Hi, I’m Emily Johnson. I am currently a junior human biology major, with a concentration in social aspects of disease and health and an interest in attending medical school after graduation.
As a science major, I tend to think of science in two categories: the physical sciences, which includes physics and chemistry, and the natural sciences, which includes biology and organic chemistry. In regards to feminism, there continues to be a bias against women in the science and engineering fields. Between equally qualified applicants, the male candidate tends to be favored, as well as higher paid. Although there is ever increasing push towards equality, women CEOs lead only 24 of the Fortune 500 companies in 2014. Although this is a historic high, it points to the norm of appointing men, rather than women, to high-powered executive positions. This societal norm can be stemmed from the gender roles children are taught from early ages. Young girls are taught to be maternal, given dolls and play houses, while boys are not. While this is a generalization, tradition has instilled that the realm of the woman was to be the home. This tradition led to a backlash when women began to work outside the home, which is still felt today through the glass ceiling effect.

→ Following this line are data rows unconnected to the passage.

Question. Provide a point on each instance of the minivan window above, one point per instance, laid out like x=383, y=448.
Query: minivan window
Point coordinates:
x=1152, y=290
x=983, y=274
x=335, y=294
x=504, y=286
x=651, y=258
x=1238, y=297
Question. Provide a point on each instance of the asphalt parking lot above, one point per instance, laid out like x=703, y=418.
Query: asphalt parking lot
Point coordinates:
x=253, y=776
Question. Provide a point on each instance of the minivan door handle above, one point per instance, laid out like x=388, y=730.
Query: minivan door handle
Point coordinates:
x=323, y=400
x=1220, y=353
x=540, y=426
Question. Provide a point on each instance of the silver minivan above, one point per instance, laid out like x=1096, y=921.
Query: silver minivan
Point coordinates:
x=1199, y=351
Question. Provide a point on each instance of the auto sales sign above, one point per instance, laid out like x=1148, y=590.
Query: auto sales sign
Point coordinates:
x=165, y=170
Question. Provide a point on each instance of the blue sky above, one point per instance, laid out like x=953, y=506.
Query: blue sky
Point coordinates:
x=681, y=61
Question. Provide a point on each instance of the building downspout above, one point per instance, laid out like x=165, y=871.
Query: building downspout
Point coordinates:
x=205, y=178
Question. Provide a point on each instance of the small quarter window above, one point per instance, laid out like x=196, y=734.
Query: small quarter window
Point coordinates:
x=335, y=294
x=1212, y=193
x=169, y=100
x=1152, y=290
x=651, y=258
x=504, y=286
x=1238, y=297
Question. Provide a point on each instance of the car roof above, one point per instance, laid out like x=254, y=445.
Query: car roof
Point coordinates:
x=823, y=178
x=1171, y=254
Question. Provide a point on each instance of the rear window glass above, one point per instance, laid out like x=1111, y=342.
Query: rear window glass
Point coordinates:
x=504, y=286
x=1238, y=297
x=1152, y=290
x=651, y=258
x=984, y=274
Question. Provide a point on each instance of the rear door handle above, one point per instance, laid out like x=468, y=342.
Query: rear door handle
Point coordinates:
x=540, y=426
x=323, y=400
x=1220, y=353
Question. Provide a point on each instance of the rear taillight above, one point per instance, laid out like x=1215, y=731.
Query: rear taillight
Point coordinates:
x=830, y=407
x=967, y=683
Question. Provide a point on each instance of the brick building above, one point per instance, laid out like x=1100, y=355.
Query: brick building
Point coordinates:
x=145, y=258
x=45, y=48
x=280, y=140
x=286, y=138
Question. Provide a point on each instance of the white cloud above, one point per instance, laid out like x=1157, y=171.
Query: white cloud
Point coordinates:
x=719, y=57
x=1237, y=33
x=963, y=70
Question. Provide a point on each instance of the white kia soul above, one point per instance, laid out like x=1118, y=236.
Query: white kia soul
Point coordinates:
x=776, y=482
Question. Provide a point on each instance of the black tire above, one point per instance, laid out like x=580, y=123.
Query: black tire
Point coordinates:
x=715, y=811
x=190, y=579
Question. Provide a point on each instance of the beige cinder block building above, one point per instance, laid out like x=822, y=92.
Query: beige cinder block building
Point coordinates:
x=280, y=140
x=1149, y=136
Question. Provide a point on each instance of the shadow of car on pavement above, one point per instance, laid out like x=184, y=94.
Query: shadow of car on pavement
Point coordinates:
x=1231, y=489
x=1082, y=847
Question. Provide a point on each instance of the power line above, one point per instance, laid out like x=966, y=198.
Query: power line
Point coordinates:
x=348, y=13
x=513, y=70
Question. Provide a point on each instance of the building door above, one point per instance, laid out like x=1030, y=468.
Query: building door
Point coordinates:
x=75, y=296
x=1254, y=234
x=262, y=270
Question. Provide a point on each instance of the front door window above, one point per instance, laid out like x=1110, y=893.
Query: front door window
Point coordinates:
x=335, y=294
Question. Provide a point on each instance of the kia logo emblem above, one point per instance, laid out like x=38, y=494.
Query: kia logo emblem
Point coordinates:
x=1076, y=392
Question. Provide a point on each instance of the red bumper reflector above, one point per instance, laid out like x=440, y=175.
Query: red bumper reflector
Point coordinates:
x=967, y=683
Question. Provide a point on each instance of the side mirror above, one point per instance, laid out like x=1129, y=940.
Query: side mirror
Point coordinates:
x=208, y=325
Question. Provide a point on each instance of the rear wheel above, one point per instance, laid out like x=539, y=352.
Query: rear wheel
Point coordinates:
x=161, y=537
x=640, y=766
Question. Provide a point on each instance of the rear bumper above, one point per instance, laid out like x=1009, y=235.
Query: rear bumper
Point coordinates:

I believe our class can be successful if we are all able to both engage and participate. Engaging in the material is to become involved in it. I believe we can do this by not merely reading the assignments, but taking some time to mediate with the reading and ask ourselves what it attempted to accomplish, and if it had any effect on our perceptions. Did it talk about a new idea? Did it change the way I viewed an a previous idea? Next, it is essential to come to class and participate. To each talk about our reflections on the assignment, and further deepen our understanding of the reading whilst expanding our own views. I believe that if we each do our part to reflect upon the material and share our reflections, our class will be a success.